Building good Financial habits is crucial for lasting financial success. Discover practical tips and effective strategies to manage your finances wisely and create a secure financial future.
When you feel the itch to swap out those familiar old habits for something fresh, these strategies might just be the key to unlocking your path to prosperity. If the constant struggle to save money has you feeling frustrated and anxious about your financial journey, perhaps it’s the perfect moment to embrace some new habits. These five could be real game-changers:
1. Pay yourself first
In an ideal world, we would have been taught the art of saving, an act of kindness towards our future selves, from a young age. Someone would have instilled in us the importance of investing during our early gigs like babysitting or paper routes.
But reality hit differently for most of us. Instead of learning to save, we became experts in bill payments. The more we earned, the more financial responsibilities we shouldered. Unfortunately, this left us with limited resources to build a robust savings account or make smart investments.
What we missed out on was the lesson of prioritizing savings and paying ourselves first. Even if you’ve been stuck in the cycle of just paying bills for years, it’s time for a budget makeover. Find a way to set aside a portion of your earnings—whether it’s for unforeseen circumstances or a specific goal like a vacation, education, or retirement.
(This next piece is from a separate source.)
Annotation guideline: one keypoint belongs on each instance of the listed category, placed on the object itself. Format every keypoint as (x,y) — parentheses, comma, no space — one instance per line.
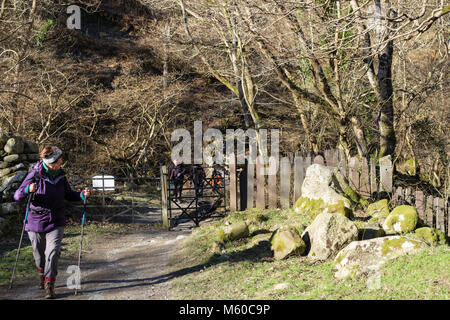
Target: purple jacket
(47,205)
You don’t have to make drastic changes. If the idea of saving seems daunting, start with small steps. Every bit counts, especially since the interest on your savings grows over time. Let’s say you identify $100 per month to invest in a no-minimum IRA. In 30 years, at an 8% interest rate, that $100 a month could blossom into nearly $137,000. And that’s with just $100 per month. Imagine the potential if you started investing more and allowed interest to work its magic on your earnings.
2. Dance to the Beat of Your Own Drum
Some might believe that wealth is all about living a glamorous life, starring in your own reality show, or amassing millions of followers on Instagram. However, financial planner Tom Corley discovered a different truth after five years of researching the habits of the wealthy. Surprisingly, many of them share a common trait: they live below their means.
In his book, “Rich Habits,” Corley introduces the concept of “saver-investors”—individuals with modest incomes who prioritize their finances, faithfully saving despite not indulging in the latest fashions or trendiest cars. Their focus is on financial security, not on keeping up with others for validation. You exude confidence in making sound financial choices, regardless of what the rest of the world is up to.
3. Calculate costs in terms of life
Imagine this scenario: Your friends invite you to a concert, and the ticket costs $125. You make $25 per hour, which translates to about $18 after taxes. In other words, you’d have to dedicate almost seven hours of your time working to cover the ticket expense. Before making a purchase, consider how many hours of your life you’re willing to trade for it. Calculating costs in terms of the time you invest is a quick and simple way to figure out what truly matters to you.